Seeing that they could not bring down Spamhaus or CloudFlare, they decided to attack their providers, and then the nodes upstream. However, because CloudFlare is so big, those upstream nodes are actual Tier 1 Internet backbones, so in essence the attackers ended up flooding crucial Internet exchange points such as the London Internet Exchange, Amsterdam Internet Exchange, and Hong Kong Internet Exchange. These are the core exchange points of the Internet where all of the large networks peer with each other, and while those have enough bandwidth to cope with such an attack, if all of the traffic comes in through a single port, it can easily slow down access for customers, in this case millions of people.

Controversy about the impacts felt

After the attack and CloudFlare’s post, Gizmodo posted a fairly controversial post titled “That Internet War Apocalypse Is a Lie.” Basically, they claimed that CloudFlare was greatly exaggerating their claims that this attack was seriously impacting the Internet backbone. They say the account of events was overly dramatic, perhaps made to sell CloudFlare’s DDoS protection services. They say that Internet charts do not show services being slow on that day, and talk about how Internet backbones can support Tbps of bandwidth, an order of magnitude higher than what was felt. Since then there have been backs and forths, with CloudFlare countering saying that because some Internet exchange IPs can be publicly known, such an attack could actually disrupt crucial switches, and so on.

The problem of open resolvers

Regardless of whether part of the Internet was disrupted, or this was just affecting a couple of companies, the fact remains that a 300 Gbps attack is really big, much bigger than what most companies can cope with. The reason that bad guys can create such massive attacks is because of a specific flaw in how many DNS servers are configured. By default, DNS can make use of something called a resolver, which will reply with information about a particular address, domain name or site name, and send that information back. Unfortunately, the Internet is filled with open resolvers, DNS servers that will return this information to anyone who asks. Add to that the fact that spoofing an IP address is trivial, and you have a massive issue.

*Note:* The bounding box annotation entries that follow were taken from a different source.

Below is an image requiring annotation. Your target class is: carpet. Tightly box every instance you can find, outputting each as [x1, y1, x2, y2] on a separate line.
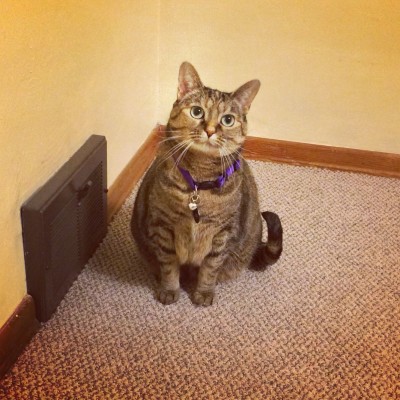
[0, 161, 400, 400]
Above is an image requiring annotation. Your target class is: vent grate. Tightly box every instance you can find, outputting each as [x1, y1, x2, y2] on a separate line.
[21, 135, 107, 321]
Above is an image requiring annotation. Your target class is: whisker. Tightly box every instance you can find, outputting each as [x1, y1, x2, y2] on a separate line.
[175, 142, 194, 167]
[158, 139, 192, 166]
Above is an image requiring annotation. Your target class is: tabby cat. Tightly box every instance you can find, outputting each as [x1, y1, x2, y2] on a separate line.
[131, 62, 282, 306]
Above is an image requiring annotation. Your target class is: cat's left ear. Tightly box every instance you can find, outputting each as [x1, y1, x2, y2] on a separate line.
[232, 79, 261, 114]
[178, 61, 203, 100]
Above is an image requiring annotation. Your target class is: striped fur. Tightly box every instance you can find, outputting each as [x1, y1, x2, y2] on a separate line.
[131, 63, 282, 306]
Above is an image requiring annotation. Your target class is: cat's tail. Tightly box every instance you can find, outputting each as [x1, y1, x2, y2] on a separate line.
[250, 211, 283, 271]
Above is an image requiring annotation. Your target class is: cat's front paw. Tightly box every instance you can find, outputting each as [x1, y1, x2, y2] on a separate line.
[157, 289, 180, 305]
[192, 291, 214, 306]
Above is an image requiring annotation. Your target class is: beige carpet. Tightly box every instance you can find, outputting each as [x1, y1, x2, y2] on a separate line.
[0, 162, 400, 400]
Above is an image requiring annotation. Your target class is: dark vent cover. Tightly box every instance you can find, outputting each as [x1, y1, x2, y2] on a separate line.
[21, 135, 107, 322]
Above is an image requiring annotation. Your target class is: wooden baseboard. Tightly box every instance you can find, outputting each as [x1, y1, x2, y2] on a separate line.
[108, 125, 400, 221]
[243, 137, 400, 178]
[108, 125, 163, 222]
[0, 295, 40, 379]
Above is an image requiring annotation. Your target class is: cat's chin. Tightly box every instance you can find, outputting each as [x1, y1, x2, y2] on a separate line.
[192, 140, 220, 156]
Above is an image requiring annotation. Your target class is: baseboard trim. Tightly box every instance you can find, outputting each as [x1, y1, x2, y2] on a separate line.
[0, 295, 40, 379]
[108, 125, 163, 222]
[108, 125, 400, 221]
[243, 137, 400, 178]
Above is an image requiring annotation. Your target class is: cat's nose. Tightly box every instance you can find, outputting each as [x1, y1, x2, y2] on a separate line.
[206, 125, 215, 137]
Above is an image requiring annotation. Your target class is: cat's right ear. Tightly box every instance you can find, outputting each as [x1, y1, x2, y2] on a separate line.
[178, 61, 203, 100]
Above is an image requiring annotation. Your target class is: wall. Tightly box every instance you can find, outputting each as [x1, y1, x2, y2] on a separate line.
[0, 0, 400, 326]
[159, 0, 400, 153]
[0, 0, 158, 326]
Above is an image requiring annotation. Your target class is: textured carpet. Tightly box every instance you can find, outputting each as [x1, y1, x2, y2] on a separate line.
[0, 162, 400, 400]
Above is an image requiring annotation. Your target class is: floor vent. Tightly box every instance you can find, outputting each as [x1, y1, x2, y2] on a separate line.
[21, 135, 107, 322]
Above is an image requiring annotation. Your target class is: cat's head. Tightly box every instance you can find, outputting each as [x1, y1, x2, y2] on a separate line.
[167, 62, 260, 156]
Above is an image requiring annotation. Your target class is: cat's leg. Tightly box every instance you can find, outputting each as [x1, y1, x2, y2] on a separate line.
[150, 226, 180, 304]
[157, 257, 180, 304]
[192, 231, 228, 306]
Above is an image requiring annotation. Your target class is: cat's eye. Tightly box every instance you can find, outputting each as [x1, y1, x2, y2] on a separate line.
[221, 114, 235, 127]
[190, 106, 204, 119]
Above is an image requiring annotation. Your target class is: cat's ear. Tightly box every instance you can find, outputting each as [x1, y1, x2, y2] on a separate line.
[178, 61, 203, 100]
[232, 79, 261, 114]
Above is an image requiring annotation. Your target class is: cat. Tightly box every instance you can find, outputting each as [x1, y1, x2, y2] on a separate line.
[131, 62, 282, 306]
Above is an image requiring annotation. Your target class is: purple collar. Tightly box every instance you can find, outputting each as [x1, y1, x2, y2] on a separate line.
[178, 160, 240, 190]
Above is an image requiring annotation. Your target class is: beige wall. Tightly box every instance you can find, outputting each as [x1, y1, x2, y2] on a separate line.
[0, 0, 400, 326]
[159, 0, 400, 153]
[0, 0, 158, 326]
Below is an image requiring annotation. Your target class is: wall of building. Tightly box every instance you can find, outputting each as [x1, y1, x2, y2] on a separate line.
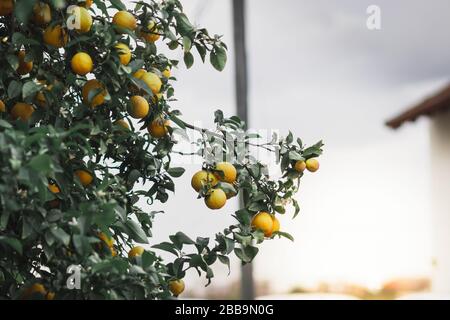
[428, 112, 450, 294]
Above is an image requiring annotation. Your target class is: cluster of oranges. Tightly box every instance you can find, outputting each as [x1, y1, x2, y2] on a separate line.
[191, 158, 319, 238]
[128, 246, 185, 297]
[191, 162, 237, 210]
[0, 0, 171, 138]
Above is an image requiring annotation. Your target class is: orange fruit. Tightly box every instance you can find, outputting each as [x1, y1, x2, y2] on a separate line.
[162, 67, 171, 79]
[128, 246, 145, 259]
[44, 25, 69, 48]
[205, 189, 227, 210]
[70, 52, 94, 76]
[11, 102, 34, 121]
[48, 183, 61, 194]
[147, 118, 170, 138]
[129, 96, 150, 119]
[215, 162, 237, 183]
[114, 43, 131, 66]
[81, 79, 107, 108]
[252, 211, 274, 237]
[17, 50, 33, 75]
[33, 1, 52, 26]
[139, 72, 162, 94]
[69, 6, 92, 33]
[169, 279, 185, 297]
[112, 11, 137, 30]
[272, 215, 280, 233]
[306, 158, 319, 172]
[114, 119, 130, 130]
[75, 170, 94, 187]
[294, 160, 306, 172]
[191, 170, 219, 192]
[0, 0, 14, 16]
[141, 20, 160, 42]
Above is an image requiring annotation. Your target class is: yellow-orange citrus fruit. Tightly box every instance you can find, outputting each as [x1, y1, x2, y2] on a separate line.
[147, 118, 170, 138]
[81, 79, 106, 108]
[113, 11, 137, 30]
[130, 96, 150, 119]
[98, 232, 114, 248]
[191, 170, 219, 192]
[215, 162, 237, 183]
[33, 1, 52, 26]
[133, 69, 147, 79]
[70, 52, 94, 76]
[81, 0, 94, 9]
[169, 279, 185, 297]
[115, 43, 131, 66]
[139, 72, 162, 94]
[48, 183, 61, 193]
[162, 67, 171, 78]
[272, 215, 280, 233]
[294, 160, 306, 172]
[44, 25, 69, 48]
[205, 189, 227, 210]
[11, 102, 34, 121]
[252, 211, 273, 237]
[128, 246, 145, 259]
[141, 20, 160, 42]
[68, 6, 92, 33]
[17, 50, 33, 75]
[0, 0, 14, 16]
[306, 159, 319, 172]
[34, 84, 53, 108]
[114, 119, 130, 130]
[75, 170, 94, 187]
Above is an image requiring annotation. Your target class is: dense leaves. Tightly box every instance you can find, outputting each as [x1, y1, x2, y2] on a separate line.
[0, 0, 322, 299]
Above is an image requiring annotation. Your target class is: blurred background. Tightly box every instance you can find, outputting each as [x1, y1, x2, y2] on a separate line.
[128, 0, 450, 299]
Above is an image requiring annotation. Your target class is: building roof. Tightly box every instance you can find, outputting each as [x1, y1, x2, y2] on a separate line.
[386, 84, 450, 129]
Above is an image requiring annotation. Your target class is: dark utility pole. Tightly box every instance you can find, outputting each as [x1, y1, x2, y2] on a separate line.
[233, 0, 255, 300]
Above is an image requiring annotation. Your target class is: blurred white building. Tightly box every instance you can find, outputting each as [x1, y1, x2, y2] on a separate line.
[387, 85, 450, 298]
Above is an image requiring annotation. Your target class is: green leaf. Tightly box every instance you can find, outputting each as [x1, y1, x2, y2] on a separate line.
[167, 167, 186, 178]
[125, 220, 148, 243]
[175, 13, 194, 36]
[22, 81, 41, 100]
[50, 228, 70, 246]
[217, 255, 231, 275]
[0, 236, 23, 255]
[209, 47, 227, 71]
[28, 154, 53, 174]
[183, 37, 192, 53]
[109, 0, 127, 10]
[289, 151, 305, 160]
[184, 52, 194, 69]
[169, 112, 186, 129]
[14, 0, 37, 23]
[0, 119, 12, 129]
[8, 80, 22, 99]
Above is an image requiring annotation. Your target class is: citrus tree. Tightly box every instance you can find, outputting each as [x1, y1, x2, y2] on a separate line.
[0, 0, 322, 299]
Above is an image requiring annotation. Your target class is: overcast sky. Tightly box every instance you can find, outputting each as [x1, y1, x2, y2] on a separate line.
[125, 0, 450, 292]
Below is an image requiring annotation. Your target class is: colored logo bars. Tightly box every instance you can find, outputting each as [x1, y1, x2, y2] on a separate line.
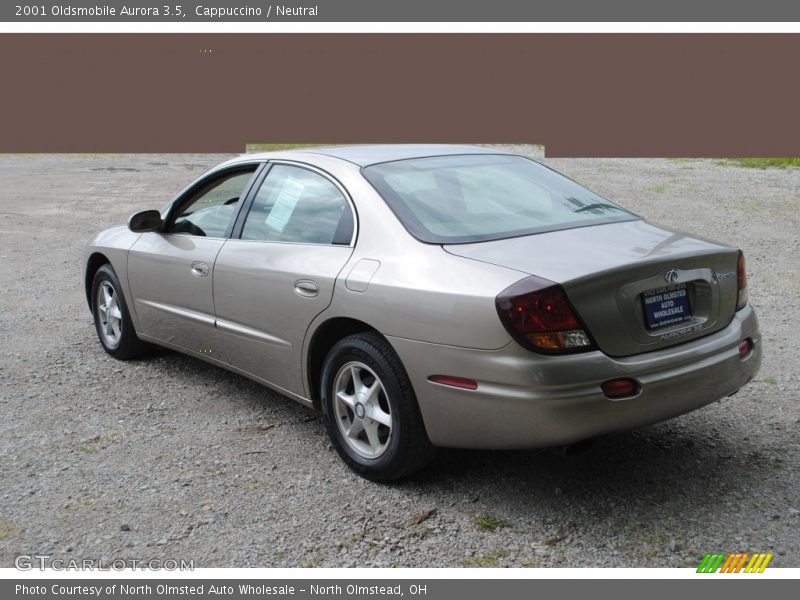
[697, 552, 772, 573]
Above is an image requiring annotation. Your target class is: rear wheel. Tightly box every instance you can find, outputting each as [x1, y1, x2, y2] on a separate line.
[92, 264, 150, 360]
[322, 333, 436, 481]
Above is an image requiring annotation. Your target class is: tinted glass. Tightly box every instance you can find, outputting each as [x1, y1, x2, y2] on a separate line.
[169, 167, 256, 238]
[362, 155, 638, 244]
[242, 165, 353, 244]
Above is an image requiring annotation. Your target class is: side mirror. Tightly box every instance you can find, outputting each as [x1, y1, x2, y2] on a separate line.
[128, 210, 161, 233]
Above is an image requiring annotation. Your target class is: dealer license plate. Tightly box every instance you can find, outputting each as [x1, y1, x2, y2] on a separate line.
[642, 283, 692, 329]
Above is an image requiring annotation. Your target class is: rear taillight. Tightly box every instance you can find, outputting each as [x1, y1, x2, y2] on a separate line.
[495, 277, 594, 354]
[736, 250, 747, 310]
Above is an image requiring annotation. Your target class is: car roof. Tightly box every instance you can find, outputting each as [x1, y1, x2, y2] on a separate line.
[240, 144, 508, 167]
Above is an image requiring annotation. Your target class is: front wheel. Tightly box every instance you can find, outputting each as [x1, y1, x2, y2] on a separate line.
[92, 264, 150, 360]
[322, 333, 436, 481]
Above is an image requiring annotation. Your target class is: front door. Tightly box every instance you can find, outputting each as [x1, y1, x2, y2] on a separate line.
[128, 165, 257, 361]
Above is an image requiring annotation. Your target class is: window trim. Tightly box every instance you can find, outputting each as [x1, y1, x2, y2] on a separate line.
[230, 158, 359, 248]
[159, 160, 266, 240]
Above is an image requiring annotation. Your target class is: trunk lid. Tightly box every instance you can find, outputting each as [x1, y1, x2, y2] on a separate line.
[444, 220, 739, 356]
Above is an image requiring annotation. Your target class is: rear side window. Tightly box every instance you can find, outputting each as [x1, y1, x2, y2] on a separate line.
[362, 154, 638, 244]
[241, 165, 353, 244]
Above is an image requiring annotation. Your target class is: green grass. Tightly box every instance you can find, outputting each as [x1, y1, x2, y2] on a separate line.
[472, 513, 509, 531]
[719, 157, 800, 169]
[461, 548, 508, 567]
[79, 428, 122, 454]
[0, 519, 22, 540]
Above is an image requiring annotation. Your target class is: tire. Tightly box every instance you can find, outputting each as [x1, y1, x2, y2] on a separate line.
[91, 264, 150, 360]
[321, 333, 436, 481]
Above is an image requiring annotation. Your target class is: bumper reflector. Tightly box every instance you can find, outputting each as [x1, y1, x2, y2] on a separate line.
[428, 375, 478, 390]
[739, 338, 753, 358]
[600, 377, 640, 399]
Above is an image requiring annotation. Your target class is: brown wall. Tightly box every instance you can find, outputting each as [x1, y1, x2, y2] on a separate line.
[0, 34, 800, 156]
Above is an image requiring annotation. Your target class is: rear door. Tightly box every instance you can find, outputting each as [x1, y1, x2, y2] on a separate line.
[128, 164, 259, 361]
[214, 163, 356, 395]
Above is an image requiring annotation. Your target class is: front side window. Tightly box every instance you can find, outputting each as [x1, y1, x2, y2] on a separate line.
[167, 166, 256, 238]
[362, 154, 638, 244]
[241, 164, 353, 244]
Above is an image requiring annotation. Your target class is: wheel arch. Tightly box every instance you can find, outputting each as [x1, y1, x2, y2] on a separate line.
[305, 317, 380, 409]
[84, 252, 111, 310]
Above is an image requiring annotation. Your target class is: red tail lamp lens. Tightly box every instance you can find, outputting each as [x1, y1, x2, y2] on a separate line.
[428, 375, 478, 390]
[736, 250, 747, 310]
[495, 277, 592, 353]
[600, 377, 639, 398]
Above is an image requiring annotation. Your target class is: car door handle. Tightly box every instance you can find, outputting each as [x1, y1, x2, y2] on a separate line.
[192, 262, 208, 277]
[294, 279, 319, 298]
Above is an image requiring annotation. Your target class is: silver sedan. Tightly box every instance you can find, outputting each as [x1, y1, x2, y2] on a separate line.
[85, 145, 761, 481]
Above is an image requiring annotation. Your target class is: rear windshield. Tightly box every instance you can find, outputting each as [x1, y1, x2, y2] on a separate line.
[362, 154, 638, 244]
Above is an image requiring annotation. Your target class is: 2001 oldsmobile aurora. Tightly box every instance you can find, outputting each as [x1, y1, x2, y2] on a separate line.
[86, 146, 761, 480]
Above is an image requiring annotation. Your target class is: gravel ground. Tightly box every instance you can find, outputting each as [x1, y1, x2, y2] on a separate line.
[0, 146, 800, 567]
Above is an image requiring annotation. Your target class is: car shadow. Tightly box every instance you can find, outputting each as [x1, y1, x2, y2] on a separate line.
[133, 349, 766, 522]
[400, 416, 760, 525]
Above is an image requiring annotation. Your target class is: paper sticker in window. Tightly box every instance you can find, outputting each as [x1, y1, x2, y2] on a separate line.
[264, 177, 306, 233]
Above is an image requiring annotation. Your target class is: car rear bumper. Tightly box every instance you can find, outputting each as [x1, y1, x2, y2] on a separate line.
[389, 305, 761, 449]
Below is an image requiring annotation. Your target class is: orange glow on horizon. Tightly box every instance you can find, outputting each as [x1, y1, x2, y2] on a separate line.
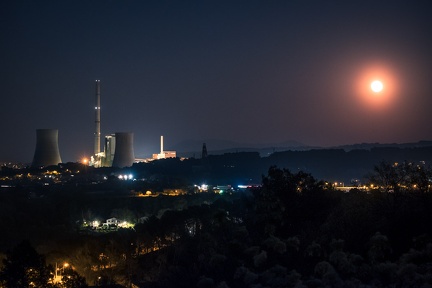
[371, 80, 384, 93]
[355, 64, 399, 110]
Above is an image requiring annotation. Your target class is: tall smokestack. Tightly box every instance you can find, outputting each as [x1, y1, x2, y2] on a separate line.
[161, 136, 163, 154]
[94, 80, 100, 155]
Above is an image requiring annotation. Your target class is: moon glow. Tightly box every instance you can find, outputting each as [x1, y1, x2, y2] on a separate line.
[371, 80, 384, 93]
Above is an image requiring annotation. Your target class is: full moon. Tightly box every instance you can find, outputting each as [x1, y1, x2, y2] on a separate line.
[371, 80, 384, 93]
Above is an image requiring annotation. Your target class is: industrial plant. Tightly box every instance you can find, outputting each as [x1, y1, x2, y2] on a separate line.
[89, 80, 135, 168]
[32, 80, 177, 168]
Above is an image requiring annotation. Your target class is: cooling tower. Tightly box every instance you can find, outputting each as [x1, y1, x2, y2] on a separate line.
[32, 129, 62, 167]
[112, 132, 135, 168]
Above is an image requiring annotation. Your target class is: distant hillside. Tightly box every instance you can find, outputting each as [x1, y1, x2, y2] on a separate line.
[174, 139, 432, 158]
[174, 139, 312, 158]
[334, 141, 432, 151]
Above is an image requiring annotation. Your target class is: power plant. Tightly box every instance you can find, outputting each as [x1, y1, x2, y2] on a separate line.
[31, 80, 182, 168]
[94, 80, 100, 155]
[31, 129, 62, 167]
[152, 136, 177, 160]
[89, 80, 135, 168]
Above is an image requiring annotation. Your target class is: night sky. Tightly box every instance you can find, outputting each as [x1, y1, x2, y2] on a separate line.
[0, 0, 432, 162]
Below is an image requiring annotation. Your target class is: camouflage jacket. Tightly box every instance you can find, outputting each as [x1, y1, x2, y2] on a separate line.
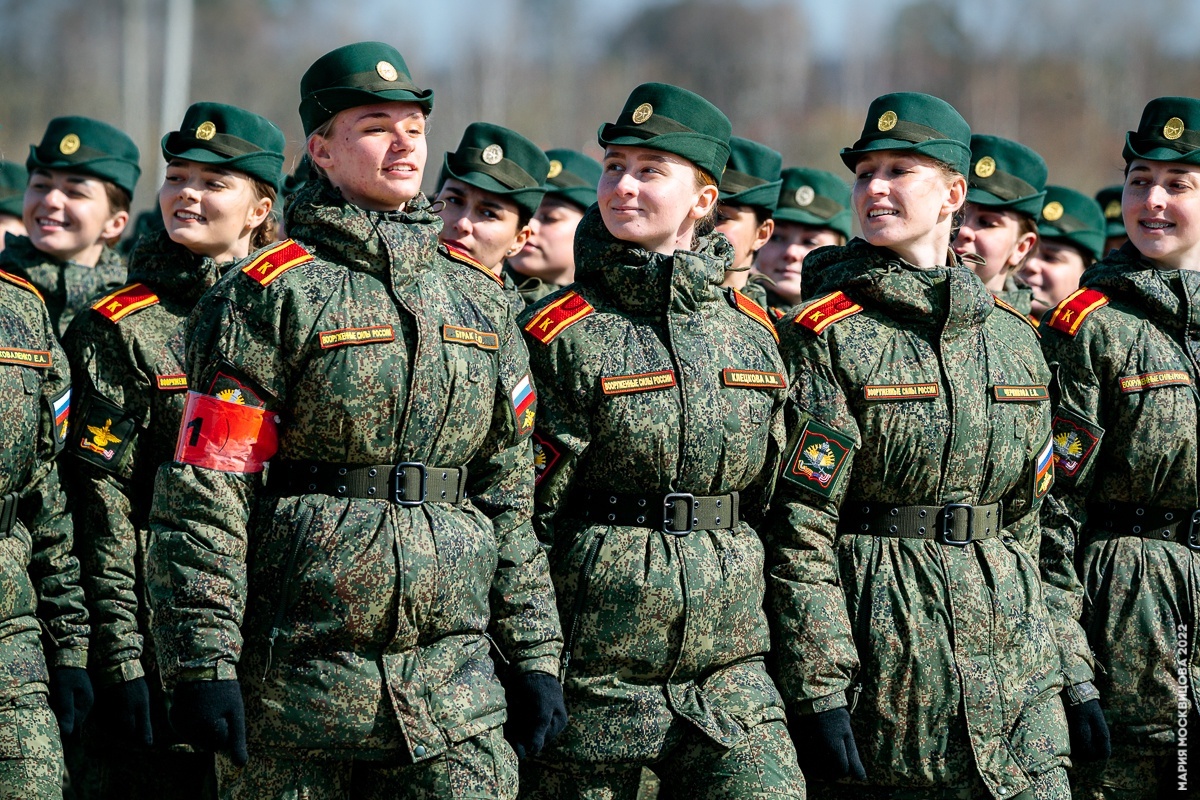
[148, 181, 562, 760]
[0, 272, 88, 703]
[522, 209, 786, 762]
[61, 231, 229, 685]
[1040, 245, 1200, 753]
[764, 239, 1075, 798]
[0, 234, 125, 337]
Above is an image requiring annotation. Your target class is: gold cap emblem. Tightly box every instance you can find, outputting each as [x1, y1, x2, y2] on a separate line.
[976, 156, 996, 178]
[482, 144, 504, 164]
[376, 61, 400, 80]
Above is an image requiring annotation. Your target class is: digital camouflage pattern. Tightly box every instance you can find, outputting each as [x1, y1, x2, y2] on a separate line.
[0, 234, 125, 337]
[148, 180, 562, 762]
[522, 207, 803, 796]
[764, 239, 1075, 798]
[1040, 245, 1200, 792]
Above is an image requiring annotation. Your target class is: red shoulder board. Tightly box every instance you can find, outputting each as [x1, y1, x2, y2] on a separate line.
[524, 291, 595, 344]
[796, 291, 863, 336]
[991, 295, 1042, 338]
[241, 239, 313, 287]
[0, 270, 46, 302]
[442, 243, 504, 287]
[1046, 289, 1109, 336]
[733, 289, 779, 344]
[91, 283, 158, 323]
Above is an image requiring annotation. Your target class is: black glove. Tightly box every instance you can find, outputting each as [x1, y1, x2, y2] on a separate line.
[792, 706, 866, 781]
[1064, 700, 1112, 762]
[504, 672, 566, 758]
[169, 680, 250, 766]
[50, 667, 92, 736]
[92, 678, 154, 747]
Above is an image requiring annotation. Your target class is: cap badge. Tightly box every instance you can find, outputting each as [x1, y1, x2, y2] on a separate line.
[976, 156, 996, 178]
[482, 144, 504, 164]
[376, 61, 400, 80]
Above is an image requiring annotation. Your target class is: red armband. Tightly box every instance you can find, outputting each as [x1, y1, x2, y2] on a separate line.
[175, 392, 280, 473]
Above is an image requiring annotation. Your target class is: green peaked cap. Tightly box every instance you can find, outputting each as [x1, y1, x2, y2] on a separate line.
[774, 167, 853, 239]
[721, 136, 784, 215]
[162, 103, 287, 187]
[25, 116, 142, 197]
[967, 133, 1046, 218]
[841, 91, 971, 175]
[300, 42, 433, 136]
[1038, 186, 1105, 260]
[442, 122, 550, 213]
[546, 148, 601, 211]
[1121, 97, 1200, 164]
[596, 83, 733, 180]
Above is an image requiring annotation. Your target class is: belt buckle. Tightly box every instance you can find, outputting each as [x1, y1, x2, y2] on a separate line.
[662, 492, 696, 536]
[938, 503, 974, 547]
[391, 461, 430, 507]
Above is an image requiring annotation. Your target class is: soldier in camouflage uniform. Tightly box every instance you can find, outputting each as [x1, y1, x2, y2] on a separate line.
[522, 84, 804, 800]
[1042, 97, 1200, 800]
[148, 42, 565, 799]
[64, 103, 284, 799]
[766, 92, 1092, 800]
[0, 267, 91, 800]
[954, 134, 1046, 317]
[0, 116, 142, 336]
[504, 149, 600, 306]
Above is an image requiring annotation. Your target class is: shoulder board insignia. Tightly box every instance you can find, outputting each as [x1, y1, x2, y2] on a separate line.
[91, 283, 158, 323]
[732, 289, 779, 344]
[442, 245, 504, 287]
[241, 239, 313, 287]
[1046, 289, 1109, 336]
[524, 291, 595, 344]
[0, 270, 46, 302]
[796, 291, 863, 336]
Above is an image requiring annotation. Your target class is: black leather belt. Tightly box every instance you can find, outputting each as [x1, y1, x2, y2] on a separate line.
[266, 461, 467, 506]
[1087, 503, 1200, 551]
[580, 492, 738, 536]
[838, 500, 1003, 547]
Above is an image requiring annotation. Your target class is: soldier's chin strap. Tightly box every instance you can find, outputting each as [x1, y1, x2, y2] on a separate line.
[175, 392, 280, 473]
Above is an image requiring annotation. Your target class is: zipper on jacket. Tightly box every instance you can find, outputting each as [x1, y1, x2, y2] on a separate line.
[558, 533, 605, 684]
[263, 500, 313, 684]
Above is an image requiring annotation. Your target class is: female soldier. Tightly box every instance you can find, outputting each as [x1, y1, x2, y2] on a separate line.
[954, 134, 1046, 315]
[141, 42, 565, 798]
[0, 116, 142, 337]
[1042, 97, 1200, 798]
[64, 103, 284, 798]
[767, 92, 1091, 798]
[1020, 186, 1104, 321]
[505, 149, 600, 303]
[522, 83, 804, 799]
[751, 167, 853, 320]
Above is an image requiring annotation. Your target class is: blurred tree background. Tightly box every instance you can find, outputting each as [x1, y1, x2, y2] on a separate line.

The way the attack goes is that the attacker spoofs his or her originating IP to be the website they want to hit. Then, they ask many of these open resolvers for a lot of information. These servers will then return the information, but not to the attacker, instead to the site being attacked. In essence, you end up directing between ten times to a hundred times as much data as you are sending out. So to create a 300 Gbps attack you would only need 3 Gbps of bandwidth. The DNS servers across the Internet would do the rest, and your real IP would never be seen by the target, which is another plus for the bad guys. The Open Resolver Project is attempting to bring light to this issue, and tracked over 27 million open resolvers across the Internet. The only real fix is for the administrators of all these servers to correctly secure them. There are tips and recommendations on the project’s website to help secure those servers.

Who did this

It is still unknown who is behind the SpamHaus attack, however the hosting provider Cyberpunker is suspected of having sponsored the attack after it was added to the blacklist. As for who did the actual flooding, the New York Times posted about a potential suspect, Sven Olaf Kamphuis from Denmark, who has recently talked about his wish to bring SpamHaus down and describes himself as an Internet freedom fighter. He is described as the prince of spam, someone who hates authority, and former partners of his said he does not care about collateral damage at all. Since then, he has appeared on TV claiming that he is not behind the attack.

Bottom line

The authorities are now investigating the Spamhaus attack, but regardless of whether they manage to find the guilty party or not, there is no doubt that future attacks of this scale – or even bigger — will keep happening. The only true solution is for all of those DNS resolvers to be fixed, but in the meantime, redundant Internet connections, DDoS protection services, and content delivery networks are just some of the elements that can help a network cope with such an attack.